L’éducation populaire fait son apparition au tournant des années 1970, dans la foulée des mouvements sociaux des années 1960 qui appelaient à une plus grande participation citoyenne. Sur le Plateau Mont-Royal, des citoyenNEs mettent sur pied, en 1972, différents projets qui se regroupent l’année suivante en corporation sous le nom Ateliers d’Éducation Populaire de Mercier, qui deviennent les Ateliers d’éducation populaire du Plateau en 2002. Depuis ses débuts, cet organisme, comme les cinq autres CEP du territoire montréalais, s’est donné comme mission de lutter contre l’exclusion et de favoriser la solidarité et la participation citoyenne des résidantEs du quartier, particulièrement les plus défavorisÉes.

« Au cœur de leur quartier, ils (les CEP) sont des lieux éducatifs qui répondent à des besoins qui ne sont pas véritablement pris en compte par les institutions publiques d’éducation : le besoin d’un lieu accessible et ouvert pour les personnes exclues ou marginalisées, mais aussi le besoin de faire l’apprentissage de la solidarité et de l’entraide, de briser l’isolement en développant des relations amicales et des rapports égalitaires entre les personnes. À long terme, les centres favorisent le développement d’une conscience sociale et amènent les gens à lutter contre les inégalités et les injustices qui existent dans notre société.(1) »

Cette analyse a d’ailleurs pris toute son épaisseur humaine grâce au témoignage extrêmement touchant de Diane Landry, participante de longue date d’un CEP. Comme elle l’a fait remarquer, « on arrive souvent au Centre pour un cours, mais on y gagne beaucoup plus : un endroit pour échanger, apprendre et s’impliquer dans la communauté. » Aux prises avec une situation familiale difficile, Diane Landry aura gagné en confiance en elle-même au point d’obtenir un poste de travailleuse auprès de son CEP, d’en devenir ensuite membre du conseil d’administration et, en parallèle, de mettre sur pied deux coopératives d’habitation.

Pour Paul Bélanger, professeur à l’UQÀM ayant travaillé sur la question de l’éducation populaire, la reprise de confiance en soi et l’acquisition de compétences de base que celle-ci permet est un facteur clé pour mettre les gens sur la piste de la participation citoyenne : « l’État-Providence d’aujourd’hui est participatif, mais cet État n’a pas de sens si les citoyens n’ont pas les moyens de participer. »

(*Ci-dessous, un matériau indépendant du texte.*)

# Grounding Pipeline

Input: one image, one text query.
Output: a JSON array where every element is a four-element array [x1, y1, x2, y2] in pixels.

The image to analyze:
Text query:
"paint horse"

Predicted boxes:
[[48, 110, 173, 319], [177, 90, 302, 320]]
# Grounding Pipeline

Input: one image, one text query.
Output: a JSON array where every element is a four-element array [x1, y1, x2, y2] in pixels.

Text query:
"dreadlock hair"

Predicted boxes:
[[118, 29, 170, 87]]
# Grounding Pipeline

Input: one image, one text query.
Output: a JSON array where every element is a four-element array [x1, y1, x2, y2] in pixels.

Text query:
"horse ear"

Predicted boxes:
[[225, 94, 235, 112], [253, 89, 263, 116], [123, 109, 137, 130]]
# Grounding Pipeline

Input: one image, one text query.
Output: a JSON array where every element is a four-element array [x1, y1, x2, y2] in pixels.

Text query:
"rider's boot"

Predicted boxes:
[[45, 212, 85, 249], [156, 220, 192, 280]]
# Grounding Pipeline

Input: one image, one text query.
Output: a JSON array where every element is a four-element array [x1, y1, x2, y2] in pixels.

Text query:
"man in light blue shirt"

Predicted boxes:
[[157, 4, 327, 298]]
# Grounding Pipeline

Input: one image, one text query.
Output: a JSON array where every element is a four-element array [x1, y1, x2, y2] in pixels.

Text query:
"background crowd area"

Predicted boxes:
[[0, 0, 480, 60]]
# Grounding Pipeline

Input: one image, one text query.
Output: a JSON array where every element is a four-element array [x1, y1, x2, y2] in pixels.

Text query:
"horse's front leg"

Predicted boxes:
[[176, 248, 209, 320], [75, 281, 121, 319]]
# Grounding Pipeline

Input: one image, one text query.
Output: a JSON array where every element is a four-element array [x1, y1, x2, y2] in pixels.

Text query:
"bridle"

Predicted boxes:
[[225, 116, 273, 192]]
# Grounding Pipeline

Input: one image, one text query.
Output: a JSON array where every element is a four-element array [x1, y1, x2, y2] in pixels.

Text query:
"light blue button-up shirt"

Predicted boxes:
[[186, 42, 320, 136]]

Paul Gérin-Lajoie, ancien ministre de l’Éducation qui a joué un rôle de premier plan dans l’instauration du système public actuel dans les années 1960, a lui aussi plaidé en faveur des CEP. Comme il l’a fait remarquer, « ce que nous faisons, en termes de société, pour appuyer l’éducation informelle de personnes d’un certain âge revient aux jeunes : les grands-parents redonnent aux petits-enfants, qui profitent des services offerts par l’école (…) Malheureusement, tout le monde ne voit pas le large éventail de services dont profitent les enfants quand on donne un appui à leurs parents, grands-parents et arrières-grands-parents », qui aident ensuite les enfants à mieux comprendre le monde qui les entoure.

Marc Ouimet
Pour la Corporation de développement communautaire Action Solidarité Grand Plateau (CDC-ASGP)

Notes

1- Document de présentation sur les Centres d’éducation populaire remis lors de la conférence de presse du 5 avril dernier.